President Biden has continued to ignore the hardships that his radical policies and irresponsible spending have unleashed on the American people, which is further evidenced by his Fiscal Year 2025 budget request.
This unsustainable trajectory is one of the greatest threats to America’s prosperity, security, and future generations.
Our nation’s debt grows every day. However, President Biden refuses to claw back wasteful spending, as seen by the $7.3 trillion price tag on his requested budget. This budget is absent of improvements to mandatory spending, which makes up 73% of our federal spending and remains on autopilot. Without implementing commonsense structural changes, that percentage will continue to rise, and the discretionary spending that funds our nation’s defense, biomedical research, infrastructure, and much more, will continue to shrink.
I would also be remiss if I did not mention President Biden’s regulatory regime, which has continued to harm small businesses, banks, and the taxpayers in Arkansas and across the nation. These burdensome and unnecessary regulations range from the SEC’s Consolidated Audit Trail whereby the SEC exceeds its statutory authority in collecting every American investor’s personally identifiable information without their consent or knowledge, to Treasury’s mature unredeemed debt, which remains unclaimed by millions of Americans because of Treasury’s unwillingness to turn information over to the states.

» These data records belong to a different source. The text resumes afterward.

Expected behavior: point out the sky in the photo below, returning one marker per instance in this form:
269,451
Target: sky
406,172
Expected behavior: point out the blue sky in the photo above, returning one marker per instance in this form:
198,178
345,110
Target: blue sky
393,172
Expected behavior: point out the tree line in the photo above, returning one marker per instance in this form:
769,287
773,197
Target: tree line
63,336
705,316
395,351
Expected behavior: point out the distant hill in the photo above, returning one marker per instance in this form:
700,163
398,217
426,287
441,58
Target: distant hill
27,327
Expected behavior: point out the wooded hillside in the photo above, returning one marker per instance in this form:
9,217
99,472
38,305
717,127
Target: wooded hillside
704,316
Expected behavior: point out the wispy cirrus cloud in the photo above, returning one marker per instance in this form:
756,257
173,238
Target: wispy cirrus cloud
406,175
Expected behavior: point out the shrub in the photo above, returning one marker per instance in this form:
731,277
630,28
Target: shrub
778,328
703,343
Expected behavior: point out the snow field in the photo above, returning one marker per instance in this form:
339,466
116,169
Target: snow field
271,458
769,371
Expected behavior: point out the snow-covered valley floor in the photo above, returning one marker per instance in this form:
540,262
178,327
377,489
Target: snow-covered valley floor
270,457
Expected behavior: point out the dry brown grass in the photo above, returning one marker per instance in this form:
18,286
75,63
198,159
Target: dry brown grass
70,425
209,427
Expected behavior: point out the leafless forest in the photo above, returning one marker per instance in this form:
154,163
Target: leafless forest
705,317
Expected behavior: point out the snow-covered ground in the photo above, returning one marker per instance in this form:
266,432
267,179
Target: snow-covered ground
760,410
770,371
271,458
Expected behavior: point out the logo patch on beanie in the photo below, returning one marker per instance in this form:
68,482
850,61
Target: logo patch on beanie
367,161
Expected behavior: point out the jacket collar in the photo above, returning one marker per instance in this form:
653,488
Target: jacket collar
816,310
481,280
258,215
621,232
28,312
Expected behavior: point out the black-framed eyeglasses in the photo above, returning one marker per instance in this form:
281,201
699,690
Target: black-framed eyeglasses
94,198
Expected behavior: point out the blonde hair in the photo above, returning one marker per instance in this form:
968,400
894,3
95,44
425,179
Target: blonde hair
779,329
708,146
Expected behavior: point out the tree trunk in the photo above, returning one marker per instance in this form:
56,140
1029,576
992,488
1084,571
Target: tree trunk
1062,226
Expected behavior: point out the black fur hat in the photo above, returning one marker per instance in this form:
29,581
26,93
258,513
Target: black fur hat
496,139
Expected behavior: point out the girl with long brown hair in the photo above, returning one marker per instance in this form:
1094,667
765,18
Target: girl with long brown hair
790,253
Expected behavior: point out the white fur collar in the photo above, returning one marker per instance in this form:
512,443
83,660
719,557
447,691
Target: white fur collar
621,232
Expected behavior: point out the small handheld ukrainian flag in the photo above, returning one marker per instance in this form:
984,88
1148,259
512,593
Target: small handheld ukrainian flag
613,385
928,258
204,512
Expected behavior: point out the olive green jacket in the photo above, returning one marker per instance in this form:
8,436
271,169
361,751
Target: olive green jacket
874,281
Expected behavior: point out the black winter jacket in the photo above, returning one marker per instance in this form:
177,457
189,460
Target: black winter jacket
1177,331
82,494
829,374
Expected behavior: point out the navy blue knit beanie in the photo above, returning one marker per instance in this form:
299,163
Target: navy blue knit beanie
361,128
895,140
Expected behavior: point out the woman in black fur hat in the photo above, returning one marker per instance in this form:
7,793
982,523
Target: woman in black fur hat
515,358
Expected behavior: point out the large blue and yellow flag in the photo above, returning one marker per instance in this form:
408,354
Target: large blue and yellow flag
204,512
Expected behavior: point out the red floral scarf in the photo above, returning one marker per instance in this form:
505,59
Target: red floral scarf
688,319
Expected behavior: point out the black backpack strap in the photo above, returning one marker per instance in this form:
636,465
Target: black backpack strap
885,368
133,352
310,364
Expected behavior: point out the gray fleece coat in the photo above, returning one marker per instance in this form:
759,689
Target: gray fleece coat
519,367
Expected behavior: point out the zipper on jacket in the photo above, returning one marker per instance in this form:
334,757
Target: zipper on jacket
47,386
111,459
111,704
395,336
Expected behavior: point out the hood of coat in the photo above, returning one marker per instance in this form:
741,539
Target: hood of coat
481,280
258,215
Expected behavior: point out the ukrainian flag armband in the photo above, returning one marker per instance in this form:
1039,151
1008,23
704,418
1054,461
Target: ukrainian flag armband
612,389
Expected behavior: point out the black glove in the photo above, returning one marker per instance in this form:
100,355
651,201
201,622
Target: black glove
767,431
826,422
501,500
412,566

This includes $214 million in my home state alone.
In conclusion, I will not be able to support the level of spending included in the President’s budget. Our Members are taking a hard look at the spending request line-by-line and will determine a level of funding that prioritizes putting our fiscal house in order, consistent with the Fiscal Responsibility Act.
I look forward to your testimony today and working with you on these important issues. I will now recognize my colleague and our Ranking Member from Maryland, Mr. Hoyer, for his opening statement.